In this project, we will employ several algorithms in order to predict whether a mushroom is poisonous or edible. We will explore the relationship between model complexity and generalization performance by adjusting key parameters of different supervised learning models for classification. The dataset we will be working with is from the UCI Mushroom Data Set. It contains samples from 23 species of gilled mushrooms that are edible or poisonous. Note that the poisonous class includes mushrooms of unknown edibility and therefore not recommended.
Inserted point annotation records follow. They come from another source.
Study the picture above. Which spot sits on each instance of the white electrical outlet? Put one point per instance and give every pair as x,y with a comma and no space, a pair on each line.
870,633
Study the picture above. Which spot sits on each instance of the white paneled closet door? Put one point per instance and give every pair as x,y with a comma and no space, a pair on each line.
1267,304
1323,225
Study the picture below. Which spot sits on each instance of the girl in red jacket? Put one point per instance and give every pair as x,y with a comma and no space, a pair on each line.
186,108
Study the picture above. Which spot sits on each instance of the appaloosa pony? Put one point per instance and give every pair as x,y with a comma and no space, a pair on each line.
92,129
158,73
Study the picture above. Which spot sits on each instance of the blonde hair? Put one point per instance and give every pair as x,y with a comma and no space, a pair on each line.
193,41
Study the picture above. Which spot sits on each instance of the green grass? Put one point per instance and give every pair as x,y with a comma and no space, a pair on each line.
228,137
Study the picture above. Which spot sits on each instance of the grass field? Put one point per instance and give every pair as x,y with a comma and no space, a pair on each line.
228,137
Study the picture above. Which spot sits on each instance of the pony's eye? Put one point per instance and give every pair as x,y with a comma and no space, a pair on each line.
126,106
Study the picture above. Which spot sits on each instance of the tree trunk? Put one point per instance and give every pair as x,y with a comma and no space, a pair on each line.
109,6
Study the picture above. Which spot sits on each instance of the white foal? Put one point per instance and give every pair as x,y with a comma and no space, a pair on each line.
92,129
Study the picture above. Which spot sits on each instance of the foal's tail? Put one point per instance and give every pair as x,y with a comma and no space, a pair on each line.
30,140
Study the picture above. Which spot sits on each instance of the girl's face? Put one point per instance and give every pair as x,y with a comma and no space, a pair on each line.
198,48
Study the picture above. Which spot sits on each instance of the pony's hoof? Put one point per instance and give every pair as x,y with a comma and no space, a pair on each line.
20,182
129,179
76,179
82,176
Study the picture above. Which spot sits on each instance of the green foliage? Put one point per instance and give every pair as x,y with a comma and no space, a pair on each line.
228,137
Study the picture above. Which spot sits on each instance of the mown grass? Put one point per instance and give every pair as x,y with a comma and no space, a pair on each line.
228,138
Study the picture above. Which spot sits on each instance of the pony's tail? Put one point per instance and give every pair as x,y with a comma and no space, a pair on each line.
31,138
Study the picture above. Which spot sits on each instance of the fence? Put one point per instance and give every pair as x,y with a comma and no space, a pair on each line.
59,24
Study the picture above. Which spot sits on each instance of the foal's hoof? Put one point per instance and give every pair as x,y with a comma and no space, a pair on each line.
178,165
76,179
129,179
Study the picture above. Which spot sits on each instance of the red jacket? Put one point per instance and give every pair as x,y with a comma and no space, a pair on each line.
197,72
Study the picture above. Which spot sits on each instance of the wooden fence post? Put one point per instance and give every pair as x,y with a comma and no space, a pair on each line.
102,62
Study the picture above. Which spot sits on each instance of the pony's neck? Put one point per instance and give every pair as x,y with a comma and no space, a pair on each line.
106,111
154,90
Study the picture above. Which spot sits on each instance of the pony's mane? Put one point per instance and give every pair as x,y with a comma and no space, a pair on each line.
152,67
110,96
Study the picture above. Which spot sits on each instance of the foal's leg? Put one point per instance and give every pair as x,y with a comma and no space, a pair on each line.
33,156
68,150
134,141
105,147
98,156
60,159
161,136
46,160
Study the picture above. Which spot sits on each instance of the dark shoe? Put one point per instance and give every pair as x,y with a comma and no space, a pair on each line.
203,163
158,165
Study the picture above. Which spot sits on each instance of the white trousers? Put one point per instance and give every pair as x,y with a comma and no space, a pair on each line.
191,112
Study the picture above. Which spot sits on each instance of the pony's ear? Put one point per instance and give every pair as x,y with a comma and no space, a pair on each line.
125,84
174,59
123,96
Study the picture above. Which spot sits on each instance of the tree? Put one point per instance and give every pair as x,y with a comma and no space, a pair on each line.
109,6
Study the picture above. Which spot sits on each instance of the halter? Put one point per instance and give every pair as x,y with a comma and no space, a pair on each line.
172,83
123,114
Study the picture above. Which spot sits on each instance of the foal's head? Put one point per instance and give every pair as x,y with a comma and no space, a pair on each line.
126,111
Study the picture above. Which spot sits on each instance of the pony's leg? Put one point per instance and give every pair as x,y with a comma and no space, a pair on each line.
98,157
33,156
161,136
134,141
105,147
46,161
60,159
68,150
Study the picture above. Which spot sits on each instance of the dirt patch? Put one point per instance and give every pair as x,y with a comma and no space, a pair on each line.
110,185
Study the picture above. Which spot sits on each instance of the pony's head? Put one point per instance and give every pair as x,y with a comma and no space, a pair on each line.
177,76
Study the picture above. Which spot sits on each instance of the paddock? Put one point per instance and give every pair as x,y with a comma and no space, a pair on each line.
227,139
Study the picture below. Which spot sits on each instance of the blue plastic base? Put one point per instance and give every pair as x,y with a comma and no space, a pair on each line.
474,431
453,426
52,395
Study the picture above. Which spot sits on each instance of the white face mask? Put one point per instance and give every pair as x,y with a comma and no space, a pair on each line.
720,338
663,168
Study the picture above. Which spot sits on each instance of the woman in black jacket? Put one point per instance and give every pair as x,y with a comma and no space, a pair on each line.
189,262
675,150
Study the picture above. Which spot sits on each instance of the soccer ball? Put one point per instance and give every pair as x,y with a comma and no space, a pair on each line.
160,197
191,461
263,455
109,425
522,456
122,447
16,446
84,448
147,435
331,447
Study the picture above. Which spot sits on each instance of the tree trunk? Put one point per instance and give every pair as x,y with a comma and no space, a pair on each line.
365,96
The available features are:

  • cap-shape: bell=b, conical=c, convex=x, flat=f, knobbed=k, sunken=s
  • cap-surface: fibrous=f, grooves=g, scaly=y, smooth=s
  • cap-color: brown=n, buff=b, cinnamon=c, gray=g, green=r, pink=p, purple=u, red=e, white=w, yellow=y
  • bruises?: bruises=t, no=f
  • odor: almond=a, anise=l, creosote=c, fishy=y, foul=f, musty=m, none=n, pungent=p, spicy=s
  • gill-attachment: attached=a, descending=d, free=f, notched=n
  • gill-spacing: close=c, crowded=w, distant=d
  • gill-size: broad=b, narrow=n
  • gill-color: black=k, brown=n, buff=b, chocolate=h, gray=g, green=r, orange=o, pink=p, purple=u, red=e, white=w, yellow=y
  • stalk-shape: enlarging=e, tapering=t
  • stalk-root: bulbous=b, club=c, cup=u, equal=e, rhizomorphs=z, rooted=r, missing=?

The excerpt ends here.